I have tried to manage my anxiety, as well as my emotions for far too long now and have been completely unsuccessful. I no longer possess the slightest desire to attempt to make a solitaire individual remotely satisfied, because it is without question impossible for ME to pacify any other at all. I hate this life, I have had my fucking fill and I cannot express that enough. Let shit go you all say, well here is some late breaking fucking news for you ALL, " I cannot just let shit go so get off my damn back!"  I will not EVER forgive anyone for anything, not ever.

Tuesday, November 18, 2014

November 18, 2014

I keep tapping at these damned keys in hopes that something will snap as it has before, inside of my mind and free me from this horrific bondage of self or so they say.  My eyes are so swollen I haven't the ability to see the light of day from any angle.  I thought perhaps yesterday morning would have been my last, but alas here I am once again pecking at keys, struggling to stay afloat, no matter the water that carry me. 

Monday, November 17, 2014

November 17, 2014

There is no place in society for someone like me.

Monday, November 10, 2014

November 10, 2014

Have you ever felt so low that looking up only clouds your vision even more?  Do you feel the angst that I feel even momentarily?  Do you ever think for one moment that the words I speak hold any truths?  Have I finally succumb to my own demise?  I don't have a leg to stand on anymore.  I try to do unselfishly and for others' but it somehow always backfires.

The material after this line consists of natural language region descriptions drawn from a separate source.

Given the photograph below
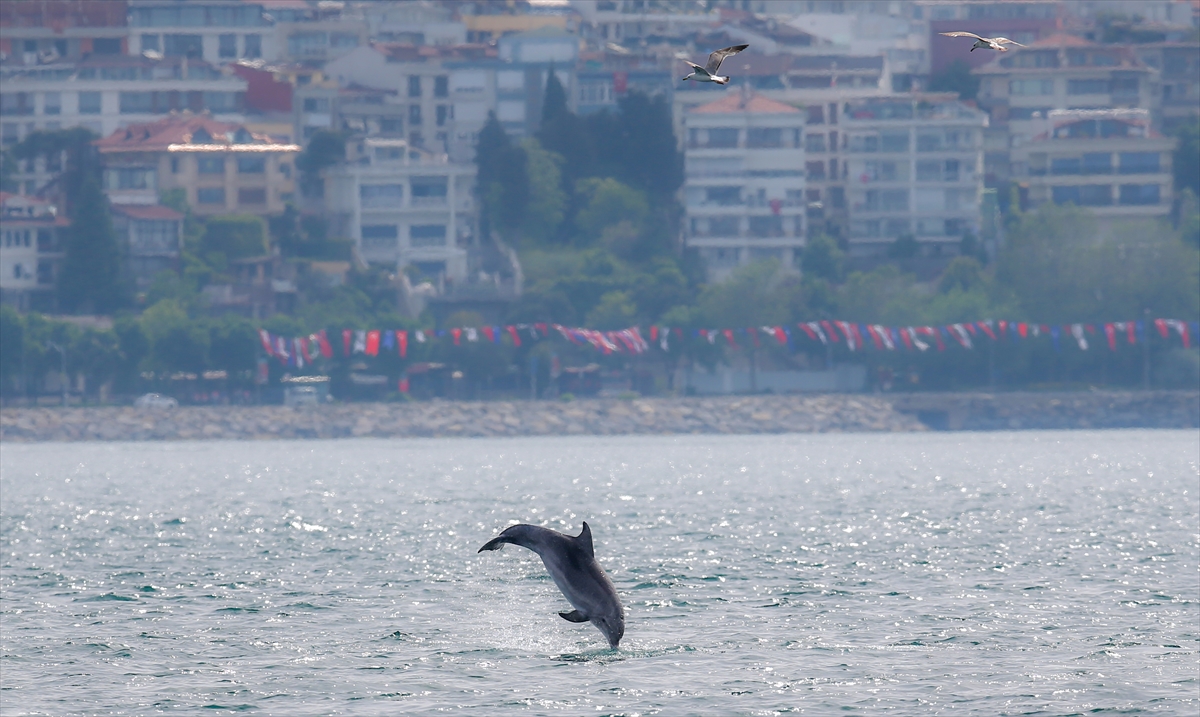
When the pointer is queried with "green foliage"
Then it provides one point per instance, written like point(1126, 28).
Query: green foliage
point(904, 247)
point(546, 205)
point(91, 279)
point(822, 259)
point(955, 78)
point(235, 236)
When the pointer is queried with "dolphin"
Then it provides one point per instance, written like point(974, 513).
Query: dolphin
point(571, 562)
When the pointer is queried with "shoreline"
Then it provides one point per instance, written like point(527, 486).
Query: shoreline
point(763, 414)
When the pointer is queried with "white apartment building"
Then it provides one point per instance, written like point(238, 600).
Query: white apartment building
point(1110, 161)
point(744, 181)
point(403, 206)
point(913, 166)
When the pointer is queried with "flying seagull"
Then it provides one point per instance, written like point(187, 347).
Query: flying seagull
point(993, 43)
point(708, 72)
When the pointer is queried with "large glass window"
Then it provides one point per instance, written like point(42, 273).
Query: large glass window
point(381, 196)
point(1139, 163)
point(1139, 194)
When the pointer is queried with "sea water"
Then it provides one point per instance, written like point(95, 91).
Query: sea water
point(988, 573)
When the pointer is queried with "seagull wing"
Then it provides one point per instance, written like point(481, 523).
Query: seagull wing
point(961, 35)
point(717, 58)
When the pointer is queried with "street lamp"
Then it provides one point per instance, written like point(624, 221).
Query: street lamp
point(63, 354)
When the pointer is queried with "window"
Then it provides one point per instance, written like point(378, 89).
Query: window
point(1139, 194)
point(89, 103)
point(251, 196)
point(765, 137)
point(210, 196)
point(251, 164)
point(1139, 163)
point(137, 102)
point(1098, 163)
point(427, 235)
point(1031, 86)
point(381, 196)
point(210, 164)
point(1087, 86)
point(723, 137)
point(316, 104)
point(183, 46)
point(106, 46)
point(227, 46)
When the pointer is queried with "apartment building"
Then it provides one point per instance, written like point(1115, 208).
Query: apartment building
point(1110, 161)
point(30, 251)
point(744, 181)
point(46, 31)
point(913, 166)
point(222, 167)
point(1021, 86)
point(403, 206)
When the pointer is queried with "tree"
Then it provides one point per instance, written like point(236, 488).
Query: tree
point(91, 279)
point(822, 259)
point(955, 78)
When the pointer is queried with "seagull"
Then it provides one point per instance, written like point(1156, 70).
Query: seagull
point(708, 72)
point(993, 43)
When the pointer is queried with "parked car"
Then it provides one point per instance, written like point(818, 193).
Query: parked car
point(155, 401)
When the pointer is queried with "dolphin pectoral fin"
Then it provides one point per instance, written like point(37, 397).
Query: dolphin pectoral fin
point(493, 544)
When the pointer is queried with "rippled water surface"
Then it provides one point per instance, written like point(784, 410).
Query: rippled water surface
point(1044, 573)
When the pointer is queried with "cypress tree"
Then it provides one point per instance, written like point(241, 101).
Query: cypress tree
point(91, 279)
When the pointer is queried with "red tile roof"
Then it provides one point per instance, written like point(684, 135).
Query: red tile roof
point(733, 102)
point(147, 211)
point(180, 130)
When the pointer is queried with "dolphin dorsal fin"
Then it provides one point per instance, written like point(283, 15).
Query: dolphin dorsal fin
point(585, 541)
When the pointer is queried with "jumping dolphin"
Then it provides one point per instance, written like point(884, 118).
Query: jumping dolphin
point(571, 562)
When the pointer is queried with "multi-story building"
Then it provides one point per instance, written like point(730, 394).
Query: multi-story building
point(1110, 161)
point(214, 30)
point(744, 181)
point(1021, 86)
point(30, 251)
point(913, 167)
point(403, 206)
point(47, 31)
point(150, 238)
point(222, 167)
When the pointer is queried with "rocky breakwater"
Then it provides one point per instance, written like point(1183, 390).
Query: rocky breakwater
point(730, 415)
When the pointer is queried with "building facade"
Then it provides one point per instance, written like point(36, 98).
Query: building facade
point(744, 181)
point(1110, 161)
point(403, 206)
point(30, 252)
point(913, 167)
point(221, 167)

I just don't understand anymore what my purpose is.  You are still here because God has something greater planned for you!  That is absolute bullshit.  I don't buy any of it.  I started to believe so, but realize it is all just a fucking game.  Life is a fucking game.  I am the prey and I allowed myself to become such by putting myself in the midst of a forest filled with starving beasts that want only to sink their fangs into me.  Go ahead, do me a final favor.  I won't put up a fight any longer, I haven't the strength. Here is the funniest part of it all, while I was lying there bleeding you thought it fucking commical to see me scream in agony so you poured salt on my open wounds. I must not be beaten down enough, so have at it.

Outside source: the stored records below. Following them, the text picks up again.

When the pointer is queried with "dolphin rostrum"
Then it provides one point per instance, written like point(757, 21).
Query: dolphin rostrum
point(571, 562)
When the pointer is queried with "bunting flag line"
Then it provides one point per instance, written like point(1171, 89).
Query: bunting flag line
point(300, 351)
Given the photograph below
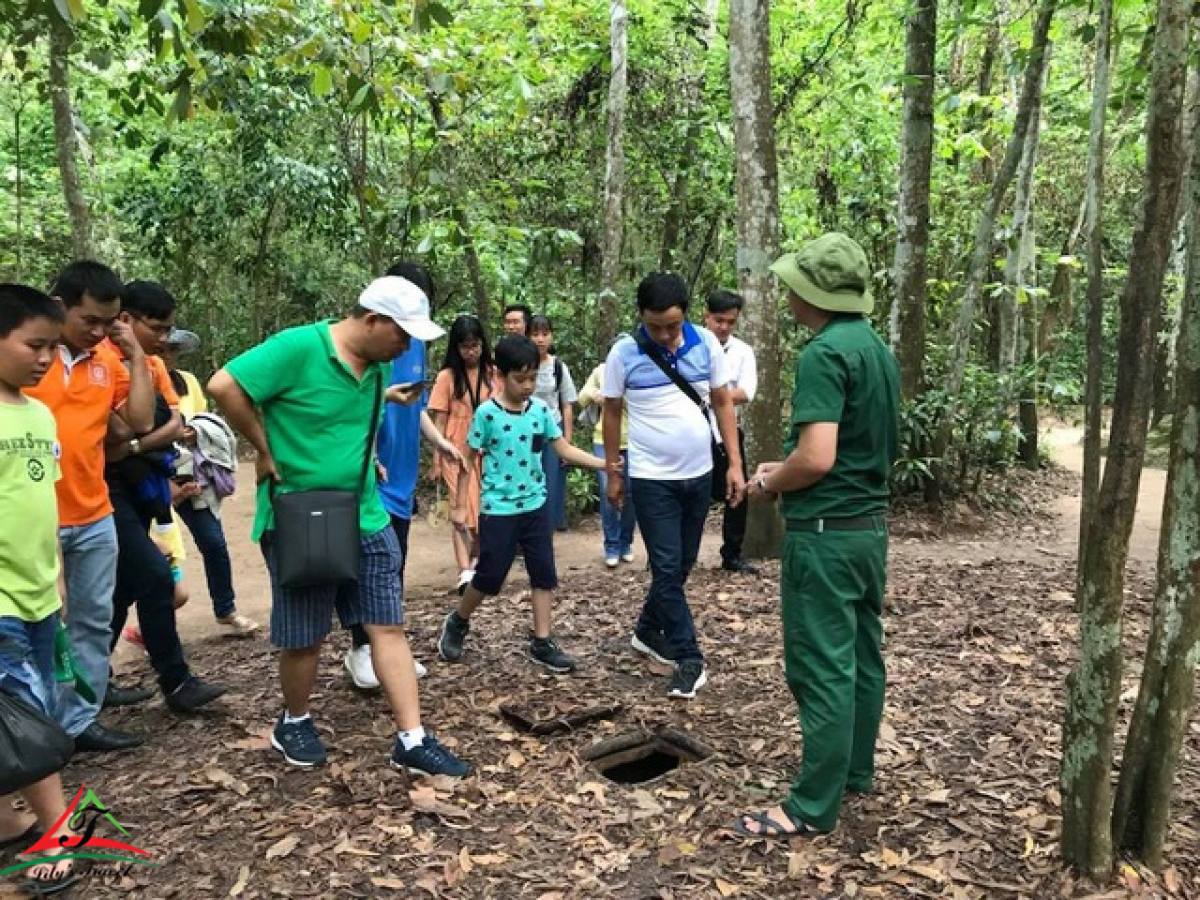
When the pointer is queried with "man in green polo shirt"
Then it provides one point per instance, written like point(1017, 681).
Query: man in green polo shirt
point(835, 492)
point(316, 388)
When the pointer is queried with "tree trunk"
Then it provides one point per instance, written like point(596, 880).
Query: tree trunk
point(981, 255)
point(609, 321)
point(66, 143)
point(1017, 262)
point(1168, 678)
point(912, 215)
point(757, 181)
point(1095, 684)
point(1093, 411)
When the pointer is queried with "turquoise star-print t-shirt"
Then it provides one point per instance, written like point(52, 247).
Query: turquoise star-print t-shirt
point(511, 445)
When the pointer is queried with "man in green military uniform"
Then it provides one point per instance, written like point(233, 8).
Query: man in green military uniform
point(835, 492)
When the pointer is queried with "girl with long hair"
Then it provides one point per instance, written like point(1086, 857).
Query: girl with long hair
point(463, 383)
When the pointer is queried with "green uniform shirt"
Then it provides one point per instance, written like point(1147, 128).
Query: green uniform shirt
point(511, 445)
point(317, 415)
point(846, 375)
point(29, 511)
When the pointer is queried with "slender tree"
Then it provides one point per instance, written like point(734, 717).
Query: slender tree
point(985, 227)
point(1168, 678)
point(757, 180)
point(1095, 301)
point(912, 215)
point(609, 321)
point(66, 142)
point(1095, 684)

Saturday, November 8, 2014

November 8, 2014

Today I thought for some fucked up reason, would somehow turn put to be a good day emotionally however; being made to feel you are an asshole and every word that comes out of your mouth is bullshit kind of put a damper on that. I really fucking hate myself. I can't believe I am still alive after all that has been said and done.

Friday, November 7, 2014

November 7, 2014

You would think that after so many years of allowing others' to dictate my moods that I would just walk away from the negativity that I surround myself with.  Unfortunately, I am not that type of person, when I do something to someone who is undeserving I am crippled with guilt and go out of my way to please.  I constantly back myself up against walls and such with no hope of escape.  I know I disappoint my children almost daily and that they view me as a failure but I continue to endure all that comes my way, as terrified as I am today I will continue to allow the words thrown at me to penetrate deep and tear my soul to shreds for the millionth time, and then somehow hoist myself up and disappoint another again.

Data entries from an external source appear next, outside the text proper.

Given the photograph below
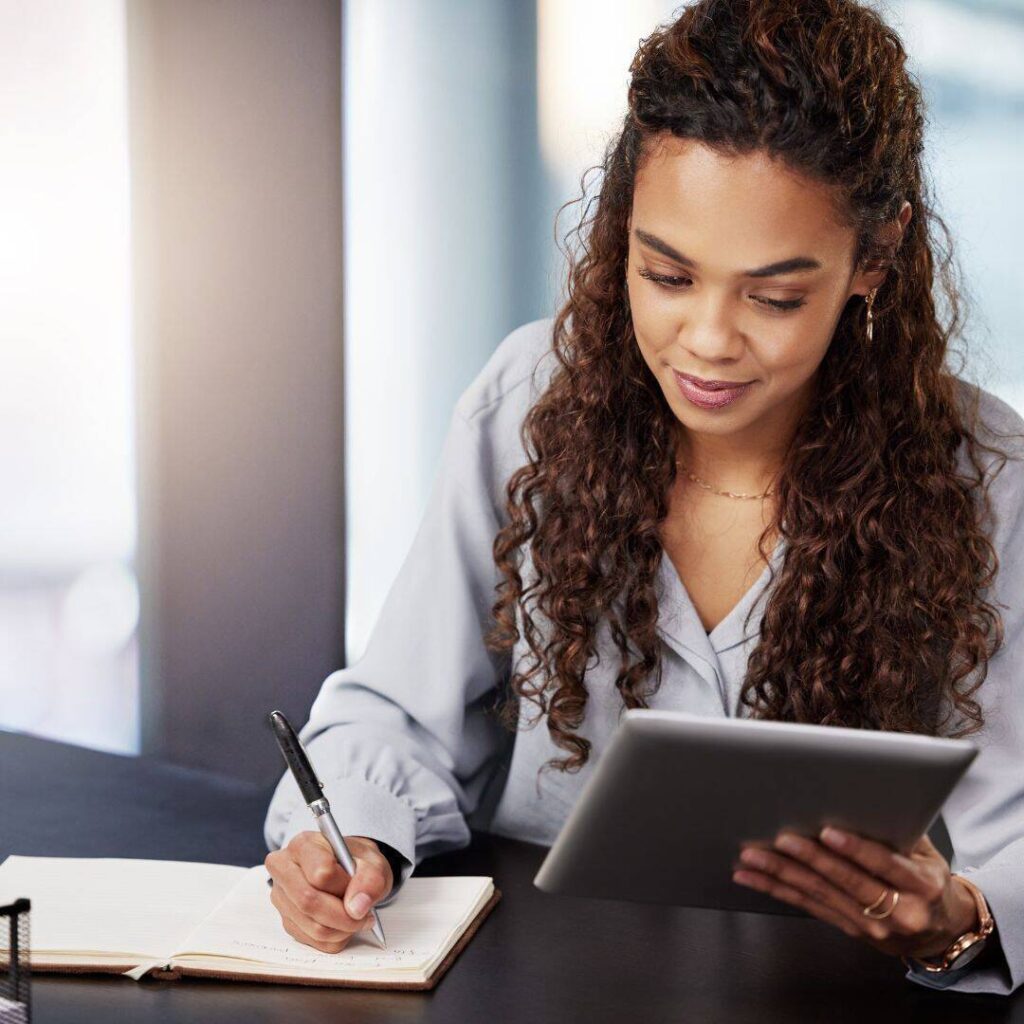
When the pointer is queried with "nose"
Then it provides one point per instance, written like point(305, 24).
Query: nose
point(709, 332)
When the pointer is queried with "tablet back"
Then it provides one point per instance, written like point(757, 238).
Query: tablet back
point(671, 801)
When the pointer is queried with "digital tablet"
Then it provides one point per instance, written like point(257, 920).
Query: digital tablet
point(671, 801)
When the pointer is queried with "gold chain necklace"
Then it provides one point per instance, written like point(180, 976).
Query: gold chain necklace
point(724, 494)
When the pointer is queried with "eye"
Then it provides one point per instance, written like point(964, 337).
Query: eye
point(676, 284)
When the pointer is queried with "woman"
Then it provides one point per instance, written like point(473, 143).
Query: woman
point(749, 377)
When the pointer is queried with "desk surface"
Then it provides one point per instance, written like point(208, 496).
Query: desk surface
point(537, 957)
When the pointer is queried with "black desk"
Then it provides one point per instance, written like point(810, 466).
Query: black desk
point(537, 958)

Thursday, November 6, 2014

November 6, 2014

First and fucking foremost, I DO NOT MAKE EVERYTHING ABOUT ME! Second, I am sick and fucking tired of taking blame for EVERYTHING. So, essentially it is ALL of you making it about me by placing ALL of the fucking blame on me. I am so sick of life. I actually hate it, I wish my death clock would hurry up and fast forward. I have no desire to see what any tomorrow brings. Life itself has sucked for far too long.